Toomey, in fact, dodged a question a question from moderator George Stephanopoulos when he asked if Palin was qualified to be President, which Sestak noted gleefully in a post-debate question-and-answer session with reporters. Palin is deeply unpopular among the independent voters who are critical to Toomey's chances.
Sestak's performance was far stronger than his previous debates against Toomey, held while he was running against incumbent Democratic Sen. Arlen Specter. In those debates, Sestak regularly stumbled through his remarks and struggled to land sharp blows against his opponent. But Toomey withstood some early punches from Sestak and began scoring points of his own as the debate wore on, particularly when discussing the economy.
The debate's timing came just as prognosticators both in Pennsylvania and nationally have dramatically re-assessed Sestak's chances, thought for months to be lagging. A Morning Call/Muhlenberg College Tracking poll released Tuesday showed Sestak holding a three-point edge over Toomey, the first non-partisan survey to show the Democrat ahead. The Democratic-aligned Public Policy Polling also released a poll Tuesday that reported Sestak ahead by one point.
The surveys are a startling departure from polls taken through the summer and early fall, nearly all of which said Toomey sported a six to eight point lead. Strategists point to a barrage of aggressive ads from Sestak, which have included allegations Toomey would outsource jobs to China and linked him to Sarah Palin, as the primary reason Sestak has suddenly closed the gap.
Unlike many other races across the country, this contest had -- up to this point -- remained civil and focused on the issues. But with the polls tightening, the debate took a contentious turn. Toomey said Sestak's position on abortion is the one out of step with voters because he voted for taxpayer-funded abortions when he supported the health care bill.
"I voted against taxpayer funding abortions," Sestak said, before Toomey abruptly interrupted him.
"You did not ... you're being dishonest, Joe," Toomey said.
Sestak retorted, "Congressman Toomey, I voted against it."
Social Security, like in many races, has been a source of constant discussion in the Senate race.

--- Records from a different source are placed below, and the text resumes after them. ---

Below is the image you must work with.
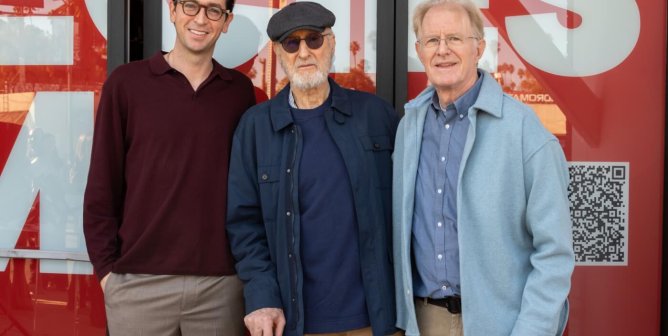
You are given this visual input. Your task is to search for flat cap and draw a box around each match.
[267,1,336,41]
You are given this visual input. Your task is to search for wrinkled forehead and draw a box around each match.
[420,4,473,35]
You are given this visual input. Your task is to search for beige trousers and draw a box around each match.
[104,273,245,336]
[415,299,464,336]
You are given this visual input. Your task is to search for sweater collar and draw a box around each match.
[149,51,232,80]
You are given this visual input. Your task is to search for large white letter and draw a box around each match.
[0,92,93,274]
[506,0,640,77]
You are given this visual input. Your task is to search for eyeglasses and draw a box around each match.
[417,35,480,49]
[281,33,332,54]
[177,0,231,21]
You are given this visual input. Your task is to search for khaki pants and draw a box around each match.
[415,299,464,336]
[304,327,404,336]
[104,273,245,336]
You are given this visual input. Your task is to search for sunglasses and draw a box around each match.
[281,33,332,54]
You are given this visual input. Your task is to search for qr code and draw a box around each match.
[568,162,629,266]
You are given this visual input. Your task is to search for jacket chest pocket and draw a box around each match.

Toomey has opened himself up to criticism on the issue because he supports giving young people the option to opt-out of the social program -- a position often characterized as privatization, although Toomey vehemently rejects that label.
Twenty million seniors would have moved into poverty if Toomey's plan was in place during the economic crisis, Sestak said.

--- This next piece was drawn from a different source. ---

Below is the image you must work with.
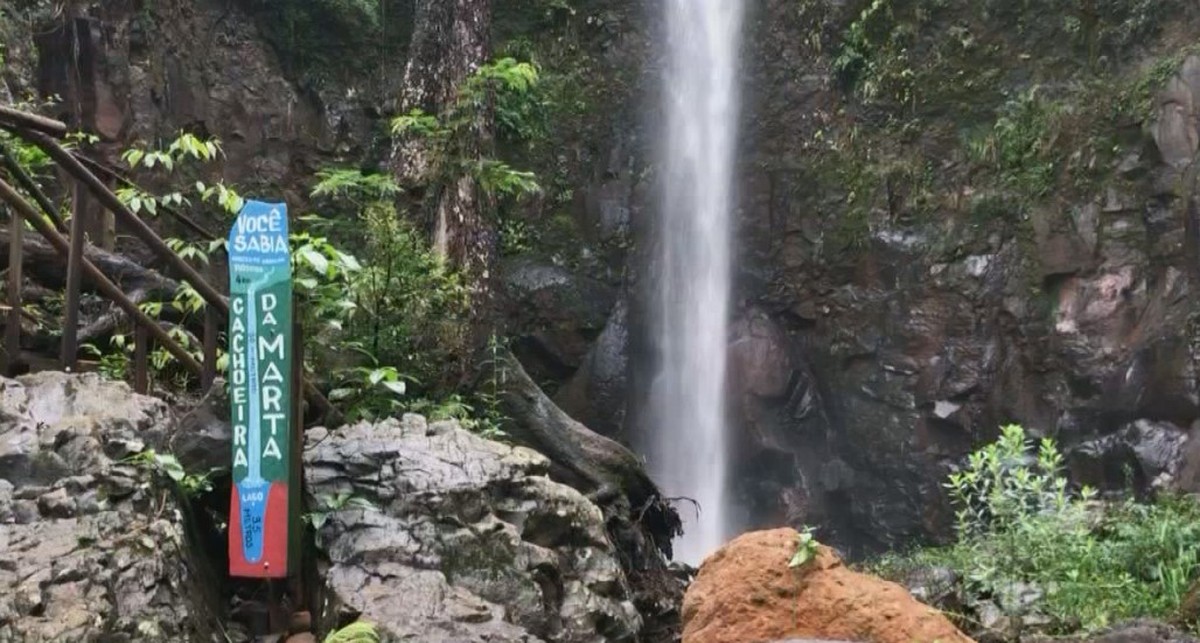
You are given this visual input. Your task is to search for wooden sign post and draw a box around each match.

"Look, he thinks all the answers are found on Wall Street," said Sestak, echoing what is probably the dominant theme of his campaign. "I want to keep our Social Security solvent and safe.
Toomey tried to turn the argument on its head against Sestak, saying the enormous amount of debt created by policies Sestak supported is the true threat to Social Security. The former Lehigh Valley congressman, who mentioned his elderly parents received Social Security, emphasized that he would never reduce existing benefits for eligible seniors and wants to ensure future generations also receive benefits.
"The real jeopardy to Social Security is the reckless spending of Joe Sestak ... Interest-service on this debt alone is going to jeopardize our ability to honor that commitment, and that's outrageous," Toomey said.
The two candidates meet for their final debate Friday in Pittsburgh.